On Sept. 14, Nassau County Executive Bruce Blakeman, accompanied by museum President Andy Parton and a roster of military and political VIPs, cut a blue ribbon that inaugurated the grand fighter plane’s permanent stay on Museum Row in Uniondale.

The plane is an F14 Tomcat, built in 1992 on Long Island by Grumman Aircraft Engineering Corporation, which became Northrop Grumman. The fighter was nicknamed Felix because Pat Sullivan and Otto Messmer’s sassy cartoon cat is painted on both its tail fins.

In its 14-year career, Felix was the first to fire its guns in combat in support of American troops in the Afghan and Iraq wars. In 2006, it was retired, having been the 711th of the 712 Grumman-built Tomcats to be built, and the last to fly.

From 2008 onward, Felix sat on Grumman Road in Bethpage, part of a monument created by the Northrop Grumman Retiree Club. Last year it was transported to the Cradle of Aviation Museum’s restoration hangar, where curator Joshua Stoff headed a team of expert restoration volunteers.

After a year of precise sanding, patching and repainting, the fighter gleamed in the September sunlight as a crowd of about 150 gathered to observe its special day.

“Rated high among aviation legends is the F-14 Tomcat,” said Vic Beck, senior director of media operations at Northrop Grumman, who hatched the idea that the firm should move Felix to Uniondale. “Long Islanders were essential in the design, construction and flight testing of this legend.”

“This Tomcat is a symbol of what Long Island has produced and can produce again,” Parton added. “So how about a round of applause for all of the men and women of Grumman?”

“This is a very important cultural and historical museum that we have here in Nassau County,” Blakeman said. “Everyone hears about Charles Lindbergh, but how many know that Harry Guggenheim financed the aviation industry in America in its infancy stage? He also financed rocketry exploration.” Guggenheim, a businessman, diplomat and philanthropist, lived in Manhasset.

Among the luminaries associated with the fighter jet was U.S. Air Force Capt. Dale “Snort” Snodgrass, who grew up on Long Island, the son of a Grumman test pilot. Snodgrass accumulated 4,800 hours in F14 Tomcats, more than any other military pilot, before dying in a plane crash in Idaho in July 2021.

The installation of Felix at the museum doubles as a tribute to Snodgrass. A plaque honoring him stands among the historical markers surrounding the fighter plane.

His wife, Cynthia Snodgrass, described watching her husband examine an F-14 at another museum some years before. “He knew that Tomcat,” she recalled. “But what I found so interesting was that the Tomcat appeared to know him, too. … If ever a man and a machine should be linked together, it’s Dale, whom the rest of you call Snort, and an F-14.”

“We’re honoring the greatest fighter pilot that ever flew the F14 Tomcat,” said U.S. Air Force Capt.
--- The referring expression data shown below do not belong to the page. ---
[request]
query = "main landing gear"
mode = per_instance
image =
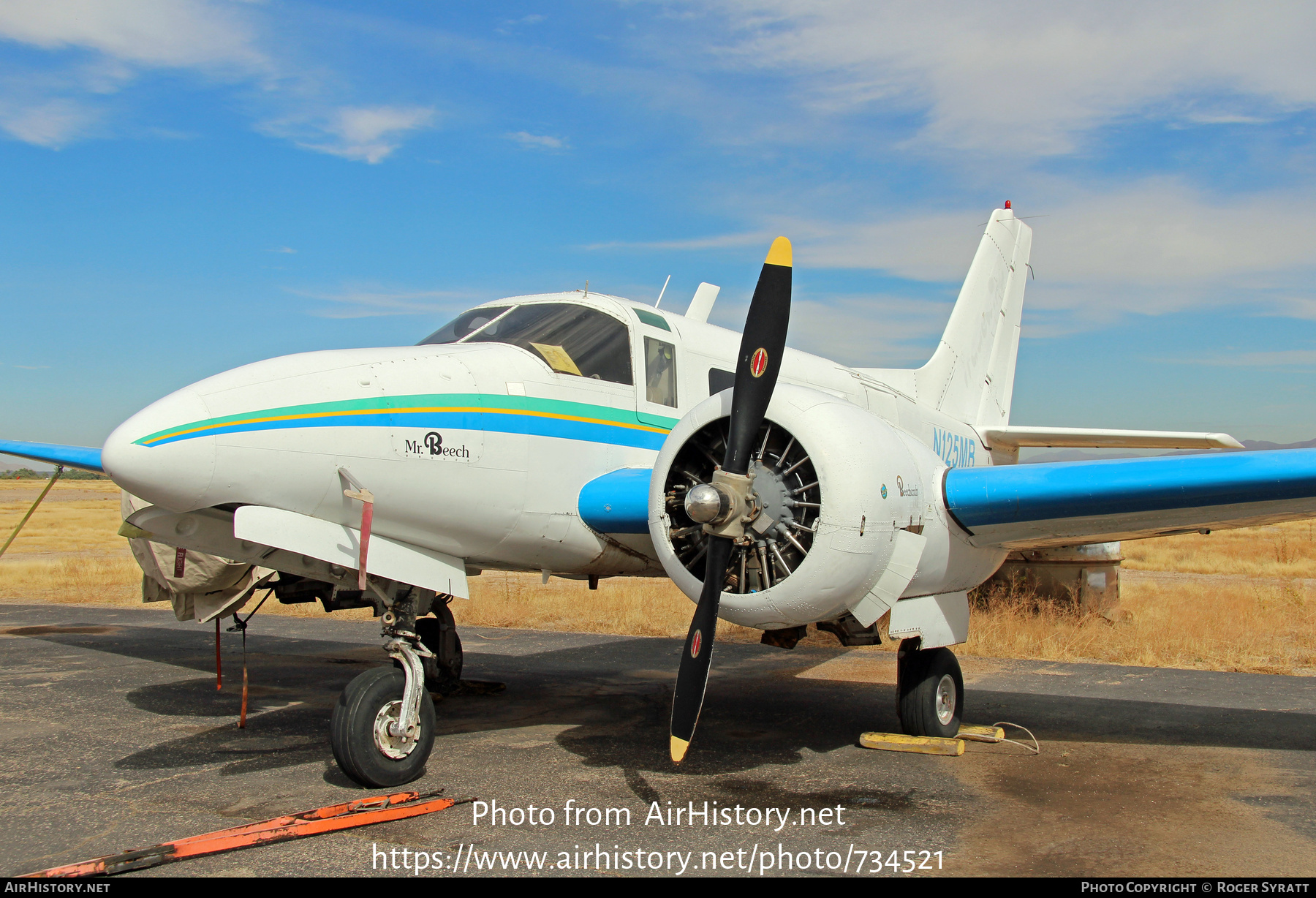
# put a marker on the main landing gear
(382, 730)
(929, 690)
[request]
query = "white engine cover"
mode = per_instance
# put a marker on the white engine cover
(857, 457)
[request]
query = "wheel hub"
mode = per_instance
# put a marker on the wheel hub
(945, 700)
(388, 738)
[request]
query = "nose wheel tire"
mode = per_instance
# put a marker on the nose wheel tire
(931, 693)
(365, 736)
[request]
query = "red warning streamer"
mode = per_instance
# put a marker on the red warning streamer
(281, 829)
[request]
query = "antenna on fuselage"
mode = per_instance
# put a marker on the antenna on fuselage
(703, 302)
(664, 290)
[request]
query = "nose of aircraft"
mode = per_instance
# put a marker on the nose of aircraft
(145, 456)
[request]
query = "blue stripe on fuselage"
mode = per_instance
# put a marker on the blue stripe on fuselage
(526, 424)
(982, 497)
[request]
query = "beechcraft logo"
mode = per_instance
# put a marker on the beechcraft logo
(432, 445)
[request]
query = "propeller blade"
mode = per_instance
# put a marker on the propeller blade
(757, 368)
(760, 360)
(695, 661)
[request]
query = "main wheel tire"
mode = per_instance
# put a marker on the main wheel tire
(931, 695)
(439, 633)
(358, 731)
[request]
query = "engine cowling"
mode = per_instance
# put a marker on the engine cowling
(833, 482)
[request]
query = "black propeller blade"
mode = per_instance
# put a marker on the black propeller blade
(757, 368)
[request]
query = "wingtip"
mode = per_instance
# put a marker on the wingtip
(779, 253)
(678, 750)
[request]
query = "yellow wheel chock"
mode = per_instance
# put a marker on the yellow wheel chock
(890, 742)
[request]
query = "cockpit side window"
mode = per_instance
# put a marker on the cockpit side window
(659, 371)
(464, 325)
(572, 339)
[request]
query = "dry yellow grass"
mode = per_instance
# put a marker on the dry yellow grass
(1232, 626)
(1283, 551)
(70, 554)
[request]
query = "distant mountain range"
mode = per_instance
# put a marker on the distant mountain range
(1097, 455)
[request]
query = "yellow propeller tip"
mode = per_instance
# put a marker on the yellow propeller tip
(678, 750)
(779, 253)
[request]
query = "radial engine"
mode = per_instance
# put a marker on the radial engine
(831, 488)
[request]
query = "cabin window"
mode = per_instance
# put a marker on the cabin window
(572, 339)
(465, 324)
(659, 371)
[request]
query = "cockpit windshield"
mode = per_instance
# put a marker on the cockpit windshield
(572, 339)
(464, 324)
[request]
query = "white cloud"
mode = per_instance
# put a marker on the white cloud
(50, 123)
(539, 141)
(159, 33)
(219, 39)
(358, 133)
(1146, 248)
(1020, 78)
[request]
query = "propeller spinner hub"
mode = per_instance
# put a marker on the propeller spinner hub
(707, 505)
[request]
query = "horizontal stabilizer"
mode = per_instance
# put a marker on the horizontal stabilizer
(1081, 437)
(1066, 503)
(53, 453)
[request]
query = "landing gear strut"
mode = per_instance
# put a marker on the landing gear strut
(929, 690)
(383, 725)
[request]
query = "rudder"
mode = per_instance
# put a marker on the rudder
(972, 376)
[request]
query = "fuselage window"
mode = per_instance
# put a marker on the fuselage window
(659, 371)
(572, 339)
(464, 325)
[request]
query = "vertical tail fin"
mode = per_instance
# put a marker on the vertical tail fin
(972, 376)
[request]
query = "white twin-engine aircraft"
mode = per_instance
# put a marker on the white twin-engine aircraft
(589, 436)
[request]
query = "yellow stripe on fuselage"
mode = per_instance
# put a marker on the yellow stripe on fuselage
(407, 411)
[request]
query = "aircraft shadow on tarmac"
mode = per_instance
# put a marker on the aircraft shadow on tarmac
(757, 710)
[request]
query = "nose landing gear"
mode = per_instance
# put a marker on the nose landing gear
(929, 690)
(382, 728)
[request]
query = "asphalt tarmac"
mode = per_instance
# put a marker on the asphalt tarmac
(113, 736)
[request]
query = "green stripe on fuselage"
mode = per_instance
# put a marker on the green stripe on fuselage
(491, 402)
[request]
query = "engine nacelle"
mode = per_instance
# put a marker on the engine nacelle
(835, 485)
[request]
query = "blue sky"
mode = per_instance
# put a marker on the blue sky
(192, 184)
Robert “Hoot” Gibson, who had been a friend of Snodgrass since 1996.

Gibson himself flew the F4 Phantom in the Vietnam War. In 1973, he became a member of the operational squadron flying the F14 Tomcat.
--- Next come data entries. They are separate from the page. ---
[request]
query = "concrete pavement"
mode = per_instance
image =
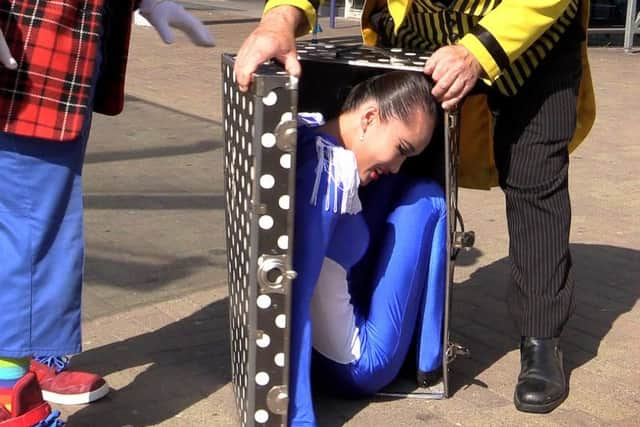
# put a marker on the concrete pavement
(155, 306)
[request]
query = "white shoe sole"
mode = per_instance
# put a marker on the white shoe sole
(76, 399)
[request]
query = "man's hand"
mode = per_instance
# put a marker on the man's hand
(274, 38)
(163, 14)
(455, 72)
(6, 59)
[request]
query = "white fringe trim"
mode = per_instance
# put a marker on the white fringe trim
(341, 167)
(342, 173)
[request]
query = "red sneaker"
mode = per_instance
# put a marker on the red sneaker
(67, 387)
(27, 406)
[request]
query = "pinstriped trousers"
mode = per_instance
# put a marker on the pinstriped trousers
(532, 131)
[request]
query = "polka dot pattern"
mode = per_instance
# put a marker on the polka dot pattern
(259, 177)
(362, 56)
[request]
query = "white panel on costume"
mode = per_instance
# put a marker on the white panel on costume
(335, 334)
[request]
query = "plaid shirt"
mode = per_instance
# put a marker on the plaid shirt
(55, 44)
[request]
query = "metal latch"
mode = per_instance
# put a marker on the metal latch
(464, 239)
(454, 350)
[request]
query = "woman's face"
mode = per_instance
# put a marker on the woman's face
(382, 146)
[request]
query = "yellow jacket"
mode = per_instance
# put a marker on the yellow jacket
(512, 27)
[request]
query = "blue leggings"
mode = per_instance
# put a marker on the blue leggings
(398, 289)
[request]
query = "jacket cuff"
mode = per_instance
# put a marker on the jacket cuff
(491, 65)
(304, 5)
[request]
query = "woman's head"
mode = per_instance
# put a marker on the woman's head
(386, 119)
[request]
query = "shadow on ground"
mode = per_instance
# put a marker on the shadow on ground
(607, 279)
(180, 364)
(606, 287)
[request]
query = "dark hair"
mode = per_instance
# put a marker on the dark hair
(397, 93)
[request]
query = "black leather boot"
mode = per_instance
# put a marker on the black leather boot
(542, 385)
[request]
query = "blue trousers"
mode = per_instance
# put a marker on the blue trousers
(42, 242)
(41, 245)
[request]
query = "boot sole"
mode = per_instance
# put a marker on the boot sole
(539, 409)
(76, 399)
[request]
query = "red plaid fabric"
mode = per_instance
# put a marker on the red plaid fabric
(55, 44)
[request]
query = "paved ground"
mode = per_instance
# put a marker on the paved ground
(155, 305)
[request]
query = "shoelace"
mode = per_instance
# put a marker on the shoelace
(59, 363)
(52, 420)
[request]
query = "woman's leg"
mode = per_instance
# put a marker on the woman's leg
(400, 273)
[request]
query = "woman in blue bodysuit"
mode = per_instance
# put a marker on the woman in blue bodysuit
(357, 324)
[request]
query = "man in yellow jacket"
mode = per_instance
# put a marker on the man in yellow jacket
(528, 58)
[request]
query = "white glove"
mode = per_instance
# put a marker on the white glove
(6, 58)
(163, 14)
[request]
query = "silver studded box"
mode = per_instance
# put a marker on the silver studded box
(259, 169)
“I was amazed,” Gibson recounted. “Everything the F4 Phantom could do, the F14 did it 25 and 50 percent better.”

The eruption of applause when Blakeman cut the ribbon died down only gradually.

“This is a big addition for our museum,” said Sal Martella, treasurer of American Legion Riders Post 1033, who watched the ceremony with other Legionnaires. “Look at this thing. It’s unbelievable.”